O que parece central em Memórias do subsolo é a natureza satírica empregada por Dostoiévski para dramatizar, de um lado, a aceitação de todas as implicações da razão e, de outro, o exercício de uma ideologia sentimental e humanitária, segundo a leitura muito articulada proposta por Joseph Frank. Em decorrência dessa visão macroscópica, pode-se salientar também a oposição paradoxal que a novela apresenta entre os homens de consciência e os homens de ação. Muitas referências paródicas dessa Memórias… se perderam (como, por exemplo, o ataque à filosofia do “egoísmo racional” de Tchernichévski, lembrado por Frank), mas vibra ainda hoje o aspecto essencialmente político da discussão que ela enceta, plenamente aderido à sua lógica artística. Se Otto Maria Carpeaux nos lembra em “Ensaios de interpretação dostoievskiana” que “a literatura russa do século 19 é profundamente política” (constituindo uma espécie de tribuna a compensar a falta de imprensa e de cátedras livres), carrear tal debate para o Brasil contemporâneo soa uma proposta mais do que bem-vinda, sobretudo frente à enormidade de tipos morais, psicológicos e socioidelógicos cujos discursos e práticas “não só podem, mas devem até existir em nossa sociedade, desde que consideremos as circunstâncias em que, de um modo geral, ela se formou”, como adverte o próprio Dostoiévski na nota introdutória de sua novela, sem saber que se dirigia ali exatamente a nós, brasileiros tanto do mesmo século 19 em que ele viveu como do aqui-agora.
Afinal, Machado de Assis com sua vasta galeria de egoístas sofisticados também tratou do homem subterrâneo, cujo objetivo é suprimir o mundo inteiro para, desintegrado desse mundo, atribuir-se exclusivos direitos de vida (na acepção de Augusto Meyer, que estabeleceu uma viva correlação entre Machado e Dostoiévski) e reclamar de modo tácito, e odioso, uma liberdade só para si (de acordo com a leitura de Luís Murat).

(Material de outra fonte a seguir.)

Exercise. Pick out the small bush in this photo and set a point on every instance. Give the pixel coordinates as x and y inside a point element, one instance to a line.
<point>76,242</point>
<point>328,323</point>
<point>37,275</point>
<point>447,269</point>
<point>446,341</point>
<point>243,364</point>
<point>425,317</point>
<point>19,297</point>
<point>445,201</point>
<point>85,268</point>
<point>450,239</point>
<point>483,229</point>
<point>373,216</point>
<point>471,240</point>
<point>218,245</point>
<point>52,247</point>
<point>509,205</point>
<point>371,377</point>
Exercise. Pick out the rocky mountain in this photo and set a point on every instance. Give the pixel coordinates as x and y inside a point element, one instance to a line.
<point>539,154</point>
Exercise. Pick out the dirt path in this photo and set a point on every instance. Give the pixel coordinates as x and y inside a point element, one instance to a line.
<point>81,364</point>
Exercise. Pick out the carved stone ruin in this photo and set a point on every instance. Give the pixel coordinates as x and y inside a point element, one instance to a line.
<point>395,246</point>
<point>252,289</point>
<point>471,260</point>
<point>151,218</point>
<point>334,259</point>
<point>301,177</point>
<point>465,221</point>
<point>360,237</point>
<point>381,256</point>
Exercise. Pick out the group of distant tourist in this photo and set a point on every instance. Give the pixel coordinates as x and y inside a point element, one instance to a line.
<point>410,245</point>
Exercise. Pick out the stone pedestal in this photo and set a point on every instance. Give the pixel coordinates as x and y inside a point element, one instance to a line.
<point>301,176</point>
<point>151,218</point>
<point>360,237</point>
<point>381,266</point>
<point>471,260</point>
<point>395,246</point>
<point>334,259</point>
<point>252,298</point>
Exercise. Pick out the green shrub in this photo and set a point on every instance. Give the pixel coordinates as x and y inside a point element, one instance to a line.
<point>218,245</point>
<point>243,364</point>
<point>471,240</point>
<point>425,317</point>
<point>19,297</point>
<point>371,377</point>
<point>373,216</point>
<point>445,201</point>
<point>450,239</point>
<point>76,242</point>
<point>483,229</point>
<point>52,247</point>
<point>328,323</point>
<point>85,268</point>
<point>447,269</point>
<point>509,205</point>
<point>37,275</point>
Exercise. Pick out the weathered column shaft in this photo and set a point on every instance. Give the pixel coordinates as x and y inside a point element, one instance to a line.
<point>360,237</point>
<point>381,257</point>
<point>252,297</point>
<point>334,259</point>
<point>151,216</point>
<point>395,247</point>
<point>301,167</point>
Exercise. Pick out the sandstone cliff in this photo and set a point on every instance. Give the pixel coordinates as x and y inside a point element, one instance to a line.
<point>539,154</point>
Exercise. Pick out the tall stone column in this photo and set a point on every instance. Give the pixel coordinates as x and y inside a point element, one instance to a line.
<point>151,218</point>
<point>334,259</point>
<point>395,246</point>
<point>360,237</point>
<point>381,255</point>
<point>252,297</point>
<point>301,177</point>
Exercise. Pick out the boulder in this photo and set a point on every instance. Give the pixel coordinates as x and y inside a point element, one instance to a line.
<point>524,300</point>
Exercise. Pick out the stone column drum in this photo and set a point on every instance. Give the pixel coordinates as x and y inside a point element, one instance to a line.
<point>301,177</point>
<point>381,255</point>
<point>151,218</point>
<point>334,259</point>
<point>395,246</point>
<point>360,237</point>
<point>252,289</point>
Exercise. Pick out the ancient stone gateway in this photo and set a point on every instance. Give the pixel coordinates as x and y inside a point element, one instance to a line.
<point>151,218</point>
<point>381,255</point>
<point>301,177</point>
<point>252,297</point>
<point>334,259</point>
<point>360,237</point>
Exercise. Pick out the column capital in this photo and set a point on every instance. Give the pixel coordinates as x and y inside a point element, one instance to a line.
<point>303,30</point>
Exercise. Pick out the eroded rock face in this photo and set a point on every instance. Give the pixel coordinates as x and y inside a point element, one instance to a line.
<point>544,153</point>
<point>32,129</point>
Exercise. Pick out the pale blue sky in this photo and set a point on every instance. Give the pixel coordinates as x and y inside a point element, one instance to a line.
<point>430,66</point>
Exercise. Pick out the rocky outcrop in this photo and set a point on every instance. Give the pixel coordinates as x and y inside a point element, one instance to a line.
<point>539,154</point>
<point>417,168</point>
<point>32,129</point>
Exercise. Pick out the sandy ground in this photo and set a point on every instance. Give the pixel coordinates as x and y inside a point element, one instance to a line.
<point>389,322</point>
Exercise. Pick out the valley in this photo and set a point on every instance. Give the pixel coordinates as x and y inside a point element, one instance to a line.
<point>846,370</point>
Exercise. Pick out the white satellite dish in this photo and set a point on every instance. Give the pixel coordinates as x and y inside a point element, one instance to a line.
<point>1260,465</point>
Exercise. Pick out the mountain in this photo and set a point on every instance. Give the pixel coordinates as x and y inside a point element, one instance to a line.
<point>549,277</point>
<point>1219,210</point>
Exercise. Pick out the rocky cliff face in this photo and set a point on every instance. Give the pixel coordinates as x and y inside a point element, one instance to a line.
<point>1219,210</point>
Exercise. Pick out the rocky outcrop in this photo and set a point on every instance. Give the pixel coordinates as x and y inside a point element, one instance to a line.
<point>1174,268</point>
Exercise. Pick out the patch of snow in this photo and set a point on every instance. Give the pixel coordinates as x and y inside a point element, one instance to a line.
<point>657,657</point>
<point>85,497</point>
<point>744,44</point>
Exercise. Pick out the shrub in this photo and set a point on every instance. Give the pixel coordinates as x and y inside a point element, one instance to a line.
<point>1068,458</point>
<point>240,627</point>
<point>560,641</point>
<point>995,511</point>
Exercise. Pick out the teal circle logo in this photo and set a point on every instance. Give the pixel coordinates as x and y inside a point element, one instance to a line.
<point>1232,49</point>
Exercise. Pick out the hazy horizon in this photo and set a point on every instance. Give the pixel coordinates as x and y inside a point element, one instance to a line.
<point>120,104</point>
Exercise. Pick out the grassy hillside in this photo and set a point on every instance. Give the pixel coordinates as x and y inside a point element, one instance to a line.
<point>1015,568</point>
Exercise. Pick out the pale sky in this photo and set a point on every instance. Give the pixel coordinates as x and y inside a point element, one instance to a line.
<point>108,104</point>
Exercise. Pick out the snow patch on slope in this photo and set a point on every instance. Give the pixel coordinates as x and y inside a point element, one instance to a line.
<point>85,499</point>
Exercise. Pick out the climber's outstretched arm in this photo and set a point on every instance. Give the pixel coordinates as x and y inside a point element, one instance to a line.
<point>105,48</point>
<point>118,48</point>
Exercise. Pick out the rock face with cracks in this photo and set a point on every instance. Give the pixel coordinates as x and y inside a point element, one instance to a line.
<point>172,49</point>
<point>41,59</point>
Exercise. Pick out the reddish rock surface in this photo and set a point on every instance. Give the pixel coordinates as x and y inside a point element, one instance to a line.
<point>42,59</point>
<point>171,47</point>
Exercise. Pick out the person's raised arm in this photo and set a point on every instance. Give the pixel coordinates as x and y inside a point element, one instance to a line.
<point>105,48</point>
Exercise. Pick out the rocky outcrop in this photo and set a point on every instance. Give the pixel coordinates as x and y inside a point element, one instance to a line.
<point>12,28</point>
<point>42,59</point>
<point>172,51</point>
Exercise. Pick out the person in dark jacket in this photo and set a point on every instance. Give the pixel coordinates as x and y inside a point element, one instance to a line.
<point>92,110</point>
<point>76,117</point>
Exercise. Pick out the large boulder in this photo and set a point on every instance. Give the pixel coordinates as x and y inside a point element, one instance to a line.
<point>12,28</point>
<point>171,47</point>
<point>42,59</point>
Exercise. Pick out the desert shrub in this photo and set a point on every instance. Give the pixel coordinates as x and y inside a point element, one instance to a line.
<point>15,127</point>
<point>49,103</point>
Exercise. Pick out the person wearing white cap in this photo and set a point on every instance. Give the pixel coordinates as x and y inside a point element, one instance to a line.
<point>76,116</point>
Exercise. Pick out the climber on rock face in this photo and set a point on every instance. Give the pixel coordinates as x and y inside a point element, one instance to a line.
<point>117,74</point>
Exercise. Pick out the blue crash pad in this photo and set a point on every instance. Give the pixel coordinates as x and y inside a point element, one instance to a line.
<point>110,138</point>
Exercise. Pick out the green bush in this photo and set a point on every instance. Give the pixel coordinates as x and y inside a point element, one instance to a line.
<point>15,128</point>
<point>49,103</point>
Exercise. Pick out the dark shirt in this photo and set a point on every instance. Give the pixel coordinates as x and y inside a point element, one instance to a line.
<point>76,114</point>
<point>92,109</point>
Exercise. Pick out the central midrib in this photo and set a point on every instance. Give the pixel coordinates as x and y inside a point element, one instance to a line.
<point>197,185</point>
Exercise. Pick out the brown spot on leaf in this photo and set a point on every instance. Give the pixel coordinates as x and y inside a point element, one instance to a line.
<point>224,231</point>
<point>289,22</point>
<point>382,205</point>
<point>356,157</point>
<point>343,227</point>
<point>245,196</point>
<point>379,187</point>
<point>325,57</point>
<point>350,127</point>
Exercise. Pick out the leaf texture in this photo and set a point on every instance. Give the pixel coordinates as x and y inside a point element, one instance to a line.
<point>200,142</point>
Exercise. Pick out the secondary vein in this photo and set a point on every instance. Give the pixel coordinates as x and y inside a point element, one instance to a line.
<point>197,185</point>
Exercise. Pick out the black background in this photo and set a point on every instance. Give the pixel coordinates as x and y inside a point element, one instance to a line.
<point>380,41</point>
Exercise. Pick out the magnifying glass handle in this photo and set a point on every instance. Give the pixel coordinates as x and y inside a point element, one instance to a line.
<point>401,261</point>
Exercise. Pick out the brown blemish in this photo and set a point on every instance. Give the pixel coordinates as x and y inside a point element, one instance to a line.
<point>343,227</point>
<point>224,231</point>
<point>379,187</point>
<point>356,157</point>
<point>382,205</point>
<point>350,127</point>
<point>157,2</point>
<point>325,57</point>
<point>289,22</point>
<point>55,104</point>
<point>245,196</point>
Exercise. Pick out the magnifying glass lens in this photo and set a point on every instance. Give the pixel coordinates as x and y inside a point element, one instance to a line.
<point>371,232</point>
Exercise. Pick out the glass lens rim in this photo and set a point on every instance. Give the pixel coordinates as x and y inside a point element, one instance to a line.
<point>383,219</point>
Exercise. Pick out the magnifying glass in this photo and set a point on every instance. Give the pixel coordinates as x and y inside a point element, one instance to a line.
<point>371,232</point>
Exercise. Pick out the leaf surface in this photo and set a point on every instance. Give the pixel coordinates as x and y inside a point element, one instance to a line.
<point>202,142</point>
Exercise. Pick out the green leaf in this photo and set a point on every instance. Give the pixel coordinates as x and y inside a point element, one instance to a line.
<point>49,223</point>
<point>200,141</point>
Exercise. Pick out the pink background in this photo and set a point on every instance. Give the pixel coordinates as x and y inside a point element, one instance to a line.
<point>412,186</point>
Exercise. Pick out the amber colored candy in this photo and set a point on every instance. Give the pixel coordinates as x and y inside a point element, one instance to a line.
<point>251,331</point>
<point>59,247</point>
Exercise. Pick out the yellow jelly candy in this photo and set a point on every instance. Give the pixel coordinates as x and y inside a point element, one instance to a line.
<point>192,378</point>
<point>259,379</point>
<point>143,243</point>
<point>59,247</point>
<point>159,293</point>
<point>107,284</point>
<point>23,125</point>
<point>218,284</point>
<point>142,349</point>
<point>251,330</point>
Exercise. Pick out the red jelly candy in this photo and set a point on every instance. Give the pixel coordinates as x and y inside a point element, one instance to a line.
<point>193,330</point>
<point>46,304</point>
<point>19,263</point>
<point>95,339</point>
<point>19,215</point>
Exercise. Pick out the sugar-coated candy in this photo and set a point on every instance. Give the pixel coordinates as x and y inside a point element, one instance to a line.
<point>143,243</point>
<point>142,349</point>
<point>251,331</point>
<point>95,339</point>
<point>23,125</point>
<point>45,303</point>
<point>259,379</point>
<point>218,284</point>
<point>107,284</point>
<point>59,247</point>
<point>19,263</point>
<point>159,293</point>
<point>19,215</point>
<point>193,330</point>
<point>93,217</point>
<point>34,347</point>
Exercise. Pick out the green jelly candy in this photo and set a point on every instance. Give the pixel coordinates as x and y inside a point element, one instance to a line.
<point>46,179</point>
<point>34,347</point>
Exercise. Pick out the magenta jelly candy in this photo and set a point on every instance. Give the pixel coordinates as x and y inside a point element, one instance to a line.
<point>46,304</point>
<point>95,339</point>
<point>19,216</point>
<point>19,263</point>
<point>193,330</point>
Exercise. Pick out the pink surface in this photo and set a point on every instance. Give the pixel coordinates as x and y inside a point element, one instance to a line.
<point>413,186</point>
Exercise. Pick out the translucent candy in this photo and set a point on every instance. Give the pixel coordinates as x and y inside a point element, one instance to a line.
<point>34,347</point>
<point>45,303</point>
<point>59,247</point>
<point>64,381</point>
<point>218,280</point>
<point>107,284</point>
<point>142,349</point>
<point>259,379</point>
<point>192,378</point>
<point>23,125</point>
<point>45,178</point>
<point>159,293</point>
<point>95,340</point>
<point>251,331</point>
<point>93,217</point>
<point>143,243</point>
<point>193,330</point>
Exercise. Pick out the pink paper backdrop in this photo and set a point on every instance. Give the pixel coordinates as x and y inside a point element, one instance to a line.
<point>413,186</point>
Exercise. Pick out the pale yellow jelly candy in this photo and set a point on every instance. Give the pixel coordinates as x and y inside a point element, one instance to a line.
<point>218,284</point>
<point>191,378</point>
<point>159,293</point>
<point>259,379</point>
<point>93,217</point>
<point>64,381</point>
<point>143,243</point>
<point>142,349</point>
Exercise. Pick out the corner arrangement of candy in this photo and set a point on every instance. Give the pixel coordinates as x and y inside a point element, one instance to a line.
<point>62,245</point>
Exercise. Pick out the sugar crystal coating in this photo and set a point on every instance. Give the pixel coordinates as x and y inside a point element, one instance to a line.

Explorando o caráter dialógico do texto (todas as peças da trilogia fazem isso muito bem), por meio do qual a dissonância interna do personagem é compartilhada dramaticamente com a plateia, O subsolo enreda cada espectador nas malhas do egoísmo e da razão, levando-os às experiências, seja da autoconsciência doentia, seja do altruísmo de superfície, encarado como “amigavelmente social”.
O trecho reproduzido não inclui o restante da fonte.